La decorazione più spettacolare è sicuramente la Stanza dei Giganti, dove c’è una camera
oscura, con gli angoli smussati.
Loggia voltata a botte che si affaccia sul giardino: ci sono gruppi di quattro colonne che
sorreggono una serie di tre archi inquadranti le visuali verso il giardino.
BORROMINI
Borromini sosteneva che la scultura si basasse sulla natura, su Michelangelo e sugli
antichi. Michelangelo rappresentava una fonte di licenze architettoniche; gli edifici
architettonici cui Borromini faceva riferimento non erano quelli classici, come il
Pantheon o il Colosseo, ma episodi più eclettici (edifici desunti da Villa Adriana).

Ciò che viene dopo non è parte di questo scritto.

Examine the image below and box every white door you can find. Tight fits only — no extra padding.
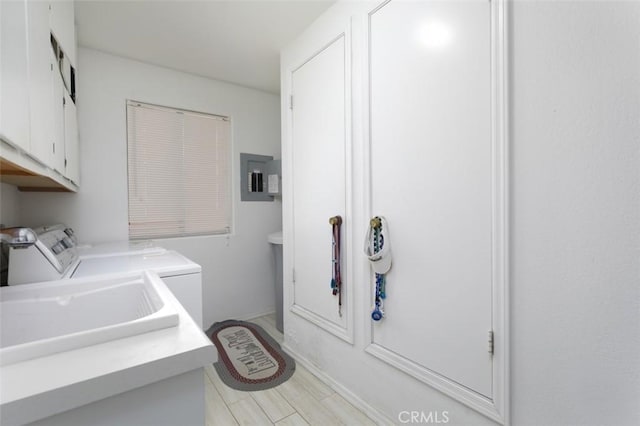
[291,36,347,328]
[370,0,493,398]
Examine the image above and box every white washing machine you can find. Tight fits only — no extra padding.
[2,225,202,328]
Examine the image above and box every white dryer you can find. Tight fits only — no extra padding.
[2,225,202,328]
[70,248,202,328]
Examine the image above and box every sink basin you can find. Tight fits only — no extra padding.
[0,271,178,365]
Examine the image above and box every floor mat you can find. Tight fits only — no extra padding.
[205,320,296,391]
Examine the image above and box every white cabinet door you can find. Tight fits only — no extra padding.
[64,91,80,185]
[291,36,350,329]
[51,0,78,67]
[370,0,493,398]
[27,0,57,166]
[0,0,29,151]
[51,59,66,175]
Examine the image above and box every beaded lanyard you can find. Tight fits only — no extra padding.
[329,216,342,316]
[370,217,387,321]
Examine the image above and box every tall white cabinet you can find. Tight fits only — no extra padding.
[282,0,509,423]
[289,35,349,340]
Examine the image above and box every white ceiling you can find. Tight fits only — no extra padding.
[75,0,335,93]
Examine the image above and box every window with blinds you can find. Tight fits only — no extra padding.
[127,101,231,239]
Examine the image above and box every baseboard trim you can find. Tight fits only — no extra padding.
[282,342,396,426]
[234,309,276,321]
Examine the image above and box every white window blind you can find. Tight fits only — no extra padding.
[127,101,231,239]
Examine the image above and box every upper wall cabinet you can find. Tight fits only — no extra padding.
[0,0,79,191]
[290,34,352,341]
[0,0,30,150]
[50,0,78,67]
[27,1,56,165]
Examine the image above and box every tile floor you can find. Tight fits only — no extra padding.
[205,314,375,426]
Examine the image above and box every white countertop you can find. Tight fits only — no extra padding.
[0,286,217,426]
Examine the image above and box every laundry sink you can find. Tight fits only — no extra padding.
[0,271,178,365]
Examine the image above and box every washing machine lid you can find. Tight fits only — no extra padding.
[71,251,202,278]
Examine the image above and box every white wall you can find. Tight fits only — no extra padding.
[283,1,640,426]
[20,48,281,327]
[511,1,640,426]
[0,183,22,227]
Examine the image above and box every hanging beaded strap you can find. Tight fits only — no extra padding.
[329,216,342,316]
[369,217,386,321]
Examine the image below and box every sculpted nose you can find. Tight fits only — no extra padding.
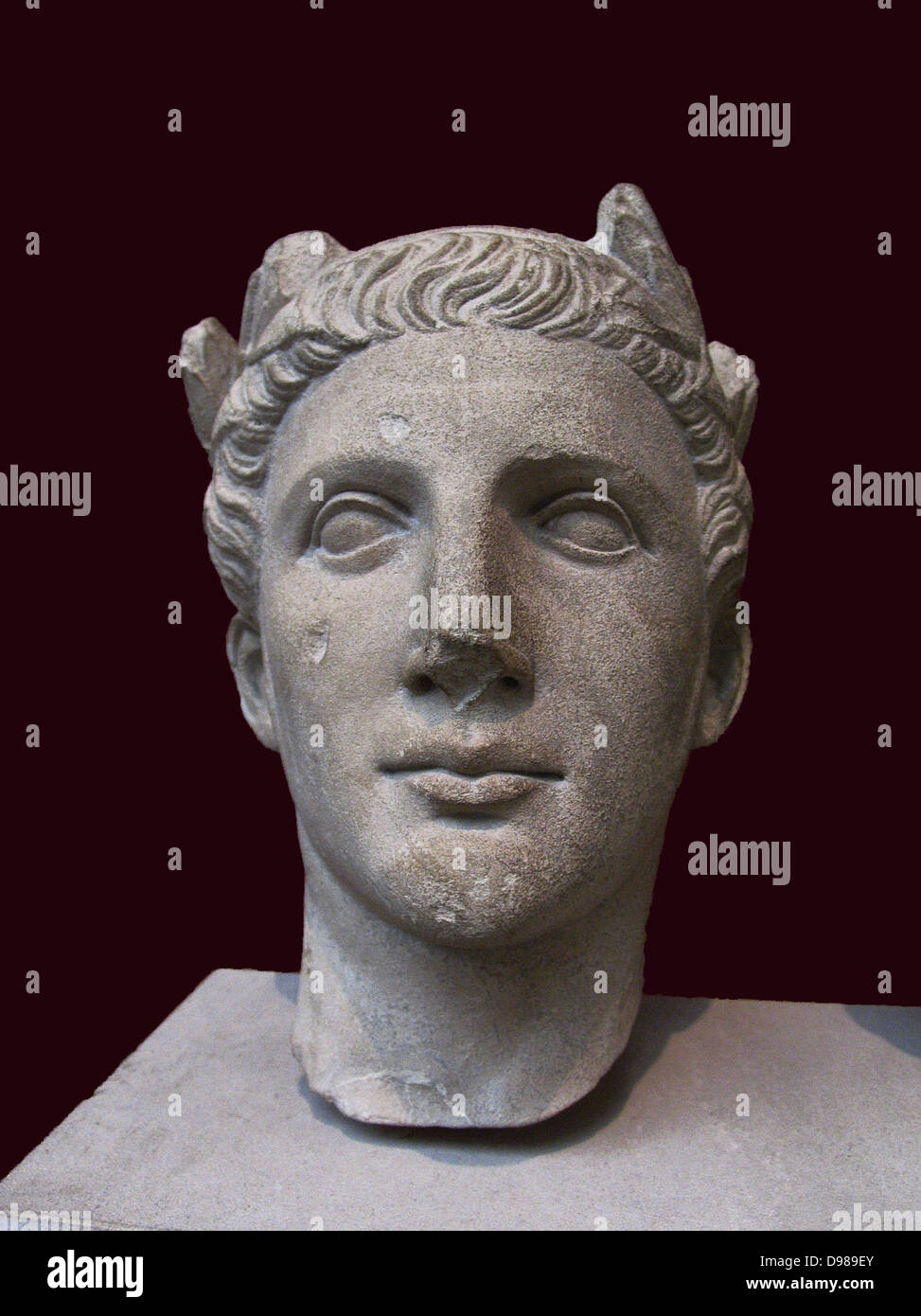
[402,631,534,712]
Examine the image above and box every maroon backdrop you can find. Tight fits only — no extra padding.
[0,0,921,1171]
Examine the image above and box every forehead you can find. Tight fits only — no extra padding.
[270,328,695,497]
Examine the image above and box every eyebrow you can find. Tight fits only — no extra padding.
[279,452,422,519]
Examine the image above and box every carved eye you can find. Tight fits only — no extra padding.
[537,493,638,560]
[310,493,408,568]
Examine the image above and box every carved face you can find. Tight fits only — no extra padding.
[240,328,711,948]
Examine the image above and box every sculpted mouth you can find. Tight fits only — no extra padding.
[381,756,563,808]
[391,767,562,806]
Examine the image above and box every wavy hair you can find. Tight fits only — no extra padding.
[205,227,756,627]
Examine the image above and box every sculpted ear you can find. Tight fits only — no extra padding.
[695,588,752,748]
[227,614,279,749]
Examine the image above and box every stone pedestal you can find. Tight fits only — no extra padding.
[0,969,921,1229]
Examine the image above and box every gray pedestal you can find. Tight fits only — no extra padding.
[0,969,921,1229]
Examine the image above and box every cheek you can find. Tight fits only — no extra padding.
[542,557,706,760]
[263,563,409,725]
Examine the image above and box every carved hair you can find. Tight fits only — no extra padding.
[182,186,758,625]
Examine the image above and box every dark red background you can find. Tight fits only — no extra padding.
[0,0,921,1170]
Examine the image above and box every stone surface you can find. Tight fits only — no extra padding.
[180,186,758,1128]
[0,969,921,1229]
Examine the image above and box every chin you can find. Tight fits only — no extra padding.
[360,829,613,951]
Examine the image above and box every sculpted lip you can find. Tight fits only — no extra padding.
[400,767,547,804]
[381,756,563,808]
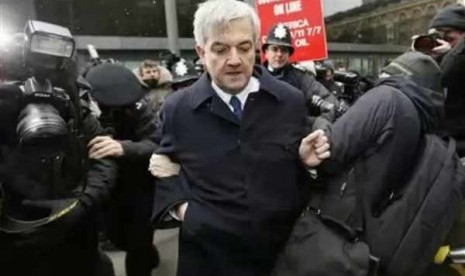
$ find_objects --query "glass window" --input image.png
[35,0,166,37]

Borromini iniziò la propria attività a San Pietro nel 1620 come intagliatore di pietra
sotto la direzione di Carlo Maderno; lavorò anche sotto il controllo di Bernini nel
Baldacchino. I suoi incarichi, a differenza di Bernini, non gli pervennero dal papa, ma
furono commissioni più umili o più specifiche, come:
- l’ordine povero spagnolo dei Trinitari scalzi
- l’ordine degli Oratoriani
- l’università di Roma.
Il suo primo incarico indipendente è del 1634, ovvero la CHIESA DI SAN CARLO
ALLE QUATTRO FONTANE per l’ordine dei Trinitari Scalzi. Il progetto di
Borromini prevedeva la costruzione della chiesa e del monastero. I profondi cassettoni
alveolati si ispirano probabilmente a quelli del mausoleo di Santa Costanza del IV
secolo. Borromini attirò l’attenzione sulla propria chiesa rifiutando il colore
all’interno, che appare prevalentemente grigia: la policromia era estranea al suo
linguaggio. L’originalità della chiesa colpì i contemporanei. La facciata ondulata
venne completata solo dopo la morte del suo architetto. Il contrasto tra forme concave
e convesse determina la composizione dell’intera facciata. L’uso di due ordini giganti
con colonne di uguale altezza ad ogni piano riprende i Palazzi Capitolini di
Michelangelo.
La facciata di San Carlo era stata anticipata nella facciata curvilinea
dell’ORATORIO DEI FILIPPINI, uno dei principali ordini dopo la controriforma. I
mattoni in questa facciata sono perfettamente allineati e seguono la tecnica usata
nell’età imperiale.
Nella CAPPELLA DEI RE MAGI AL COLLEGGIO DI PROPAGANDA FIDE
gli pseudo costoloni della volta si intrecciano in diagonale in tutto il soffitto.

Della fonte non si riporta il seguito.